A two-player board game in the browser with gravity, column selection, and win detection across rows, columns, and both diagonal directions.
Connect Four is a strong algorithmic exercise: the UI is simple, but the rules require a disciplined grid representation and efficient win checks as pieces stack. I wanted a demo that feels fair — illegal moves are impossible, wins are highlighted clearly, and a draw state is handled when the board fills.
The board is stored as a 2D structure mapping logical rows and columns to either empty cells or player tokens. Each drop resolves to the lowest free row in the chosen column; that mirrors physical gravity and keeps validation centralized. After every successful placement, the engine scans outward from the last move to detect four in a line horizontally, vertically, or diagonally, stopping early when a win is found.
Keeping win detection localized to the last piece avoids scanning the entire board every turn and keeps performance predictable even if the grid size were parameterized later.
HTML, CSS, and JavaScript with DOM rendering.

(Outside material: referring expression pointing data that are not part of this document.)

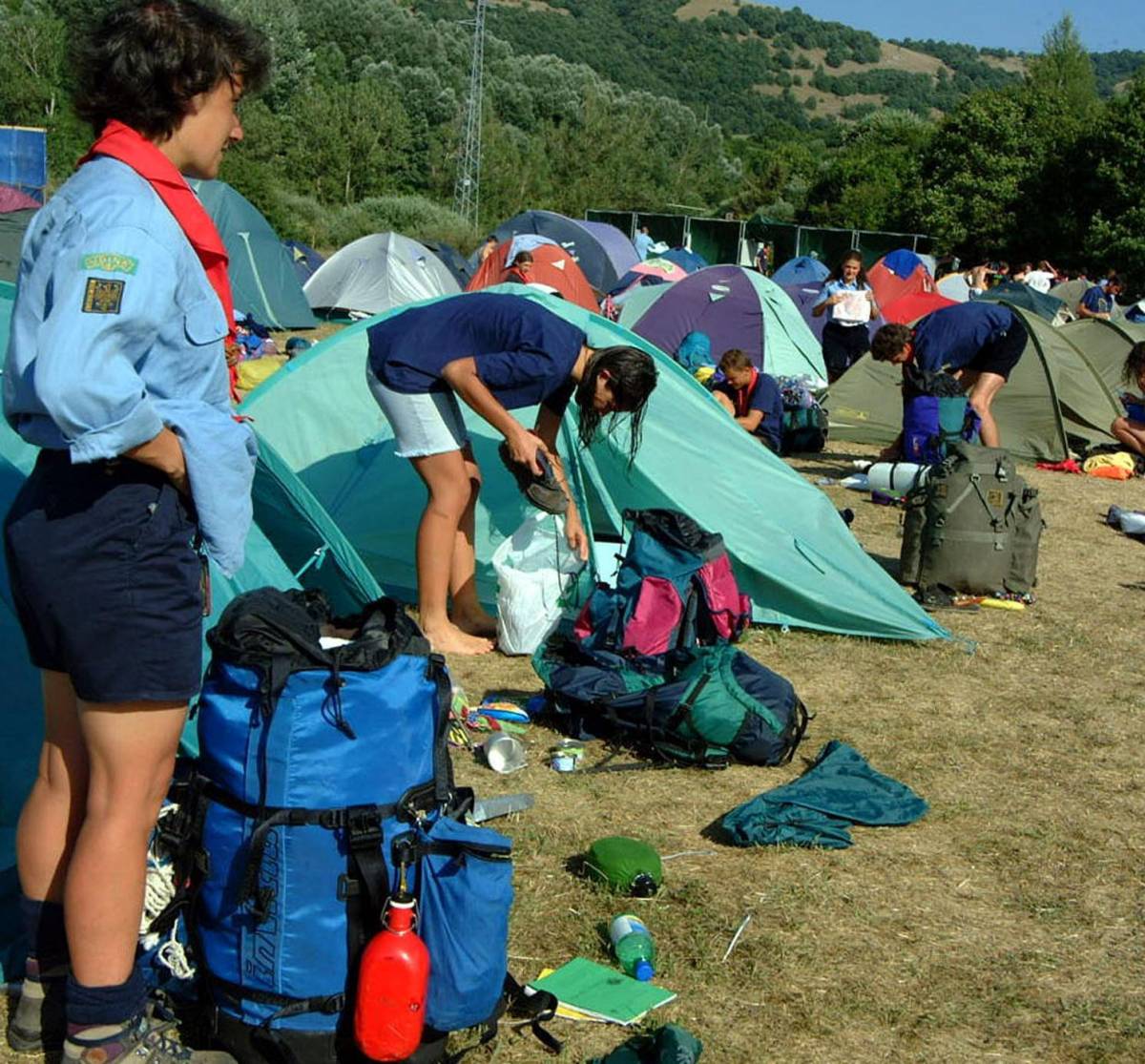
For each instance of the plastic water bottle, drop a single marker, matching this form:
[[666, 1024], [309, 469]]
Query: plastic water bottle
[[897, 478], [393, 979], [634, 946]]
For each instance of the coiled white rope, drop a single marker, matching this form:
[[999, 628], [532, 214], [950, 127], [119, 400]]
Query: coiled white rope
[[158, 891]]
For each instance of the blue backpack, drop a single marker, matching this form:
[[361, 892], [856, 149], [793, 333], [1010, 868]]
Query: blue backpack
[[934, 413], [323, 774]]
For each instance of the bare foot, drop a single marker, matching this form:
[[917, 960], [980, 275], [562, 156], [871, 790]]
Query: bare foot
[[475, 622], [450, 639]]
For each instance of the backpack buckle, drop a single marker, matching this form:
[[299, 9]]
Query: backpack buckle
[[364, 825]]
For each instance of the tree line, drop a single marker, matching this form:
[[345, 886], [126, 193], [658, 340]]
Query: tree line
[[359, 131]]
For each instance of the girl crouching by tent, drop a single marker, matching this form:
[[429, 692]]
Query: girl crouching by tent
[[497, 353]]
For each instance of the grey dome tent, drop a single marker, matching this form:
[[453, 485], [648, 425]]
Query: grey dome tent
[[378, 273], [1054, 400], [262, 276]]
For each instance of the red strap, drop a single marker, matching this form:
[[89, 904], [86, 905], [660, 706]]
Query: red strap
[[124, 143]]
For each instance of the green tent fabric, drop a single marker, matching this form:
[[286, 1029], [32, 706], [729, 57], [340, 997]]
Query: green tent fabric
[[1105, 346], [1054, 399], [1018, 295], [262, 275], [794, 555], [304, 536], [817, 810], [12, 224]]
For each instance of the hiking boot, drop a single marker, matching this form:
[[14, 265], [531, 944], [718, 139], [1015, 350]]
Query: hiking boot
[[146, 1040], [544, 491], [37, 1023]]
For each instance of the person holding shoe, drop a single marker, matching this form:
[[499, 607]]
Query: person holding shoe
[[495, 353]]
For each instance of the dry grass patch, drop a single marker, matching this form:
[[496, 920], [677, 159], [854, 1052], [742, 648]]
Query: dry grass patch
[[1006, 926], [827, 103], [892, 56], [703, 9]]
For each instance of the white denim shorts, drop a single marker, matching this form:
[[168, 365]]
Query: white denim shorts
[[427, 424]]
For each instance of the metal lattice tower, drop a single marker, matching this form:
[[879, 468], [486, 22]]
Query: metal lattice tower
[[468, 172]]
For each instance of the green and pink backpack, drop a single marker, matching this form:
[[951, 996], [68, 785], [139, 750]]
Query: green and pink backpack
[[675, 590]]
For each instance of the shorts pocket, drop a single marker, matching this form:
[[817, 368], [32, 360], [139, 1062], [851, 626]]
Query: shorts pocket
[[465, 887]]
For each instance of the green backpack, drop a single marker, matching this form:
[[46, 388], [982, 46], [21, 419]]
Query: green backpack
[[973, 525], [705, 705]]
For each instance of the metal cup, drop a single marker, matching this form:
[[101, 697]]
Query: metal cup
[[504, 754]]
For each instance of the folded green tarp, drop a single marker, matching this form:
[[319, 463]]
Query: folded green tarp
[[817, 810]]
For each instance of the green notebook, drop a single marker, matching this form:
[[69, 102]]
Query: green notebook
[[604, 993]]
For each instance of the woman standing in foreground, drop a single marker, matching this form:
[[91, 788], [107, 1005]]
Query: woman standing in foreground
[[848, 297], [117, 371], [496, 353]]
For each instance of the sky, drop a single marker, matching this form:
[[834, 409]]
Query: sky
[[1010, 24]]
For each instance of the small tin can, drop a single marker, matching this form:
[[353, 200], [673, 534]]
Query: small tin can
[[566, 756]]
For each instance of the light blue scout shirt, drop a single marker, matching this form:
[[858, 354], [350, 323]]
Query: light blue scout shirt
[[115, 332], [835, 286]]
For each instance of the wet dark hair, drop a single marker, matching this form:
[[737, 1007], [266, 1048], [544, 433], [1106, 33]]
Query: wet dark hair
[[1135, 364], [734, 359], [860, 278], [633, 375], [146, 60], [890, 341]]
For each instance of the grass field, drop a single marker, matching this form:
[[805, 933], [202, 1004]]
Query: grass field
[[1006, 926]]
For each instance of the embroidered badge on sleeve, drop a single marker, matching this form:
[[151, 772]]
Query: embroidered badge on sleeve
[[102, 296], [110, 262]]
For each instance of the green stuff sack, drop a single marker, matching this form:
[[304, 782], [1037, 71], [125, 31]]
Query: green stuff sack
[[627, 865], [670, 1045], [960, 527]]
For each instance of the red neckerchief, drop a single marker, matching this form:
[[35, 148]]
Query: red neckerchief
[[129, 147], [743, 395]]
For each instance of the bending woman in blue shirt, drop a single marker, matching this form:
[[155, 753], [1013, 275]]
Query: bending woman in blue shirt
[[846, 336], [117, 371], [978, 343], [496, 353]]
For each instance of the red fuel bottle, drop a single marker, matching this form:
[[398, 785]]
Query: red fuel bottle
[[393, 978]]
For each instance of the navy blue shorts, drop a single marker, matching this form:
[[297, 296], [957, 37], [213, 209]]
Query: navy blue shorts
[[1002, 355], [106, 578]]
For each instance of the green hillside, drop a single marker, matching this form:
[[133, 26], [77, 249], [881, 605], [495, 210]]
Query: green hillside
[[641, 104], [750, 68]]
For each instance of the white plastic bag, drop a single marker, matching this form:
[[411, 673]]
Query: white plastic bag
[[535, 567]]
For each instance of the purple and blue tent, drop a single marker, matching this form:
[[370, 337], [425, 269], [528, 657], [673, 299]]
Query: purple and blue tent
[[602, 252], [734, 307]]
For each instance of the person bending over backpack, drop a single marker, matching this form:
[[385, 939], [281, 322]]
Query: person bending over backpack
[[496, 353], [977, 343], [1131, 429], [753, 398]]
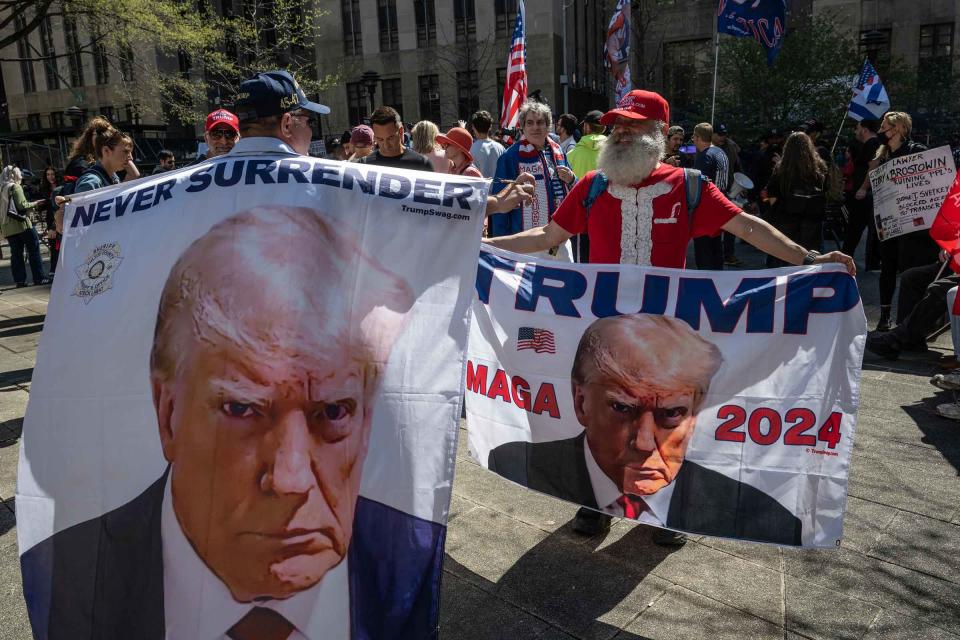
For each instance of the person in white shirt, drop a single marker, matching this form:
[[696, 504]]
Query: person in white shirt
[[485, 151]]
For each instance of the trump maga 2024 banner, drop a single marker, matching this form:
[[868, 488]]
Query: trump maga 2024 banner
[[721, 404], [244, 411]]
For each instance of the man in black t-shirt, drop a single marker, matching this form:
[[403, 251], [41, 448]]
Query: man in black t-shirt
[[388, 135], [860, 202]]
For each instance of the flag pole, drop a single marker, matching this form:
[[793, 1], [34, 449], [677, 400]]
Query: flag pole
[[716, 64]]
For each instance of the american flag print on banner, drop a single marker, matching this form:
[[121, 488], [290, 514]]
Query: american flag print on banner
[[515, 89], [616, 50], [870, 100], [540, 340]]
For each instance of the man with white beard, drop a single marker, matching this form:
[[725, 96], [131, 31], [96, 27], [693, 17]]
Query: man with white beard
[[641, 217]]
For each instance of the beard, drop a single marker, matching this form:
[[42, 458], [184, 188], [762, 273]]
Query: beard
[[628, 159]]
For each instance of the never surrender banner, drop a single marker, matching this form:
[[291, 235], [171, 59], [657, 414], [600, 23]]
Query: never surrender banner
[[721, 404], [244, 412], [908, 191]]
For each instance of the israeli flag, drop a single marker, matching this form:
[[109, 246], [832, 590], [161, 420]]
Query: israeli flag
[[870, 100]]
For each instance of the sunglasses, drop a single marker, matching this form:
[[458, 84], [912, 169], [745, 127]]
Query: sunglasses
[[225, 134]]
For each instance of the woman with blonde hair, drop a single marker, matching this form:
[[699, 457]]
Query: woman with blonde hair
[[17, 228], [915, 249], [113, 151], [423, 138]]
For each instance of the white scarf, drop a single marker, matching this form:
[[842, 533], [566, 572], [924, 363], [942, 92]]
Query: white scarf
[[636, 216]]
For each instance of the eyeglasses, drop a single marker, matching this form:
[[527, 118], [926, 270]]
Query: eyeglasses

State lives in plain data structures rather than framework stores, which makes the flow easy to trace in code review.
The final game is stable under fast clicking: input is ignored after a terminal state, and column clicks are ignored when full. The biggest takeaway was to write the win checker as pure functions first, then wire the UI — that order caught edge cases around diagonal boundaries before they became visual bugs.
An obvious extension is an AI opponent using minimax or heuristic column scoring; the current architecture separates rules from rendering so that can slot in behind the same event bus.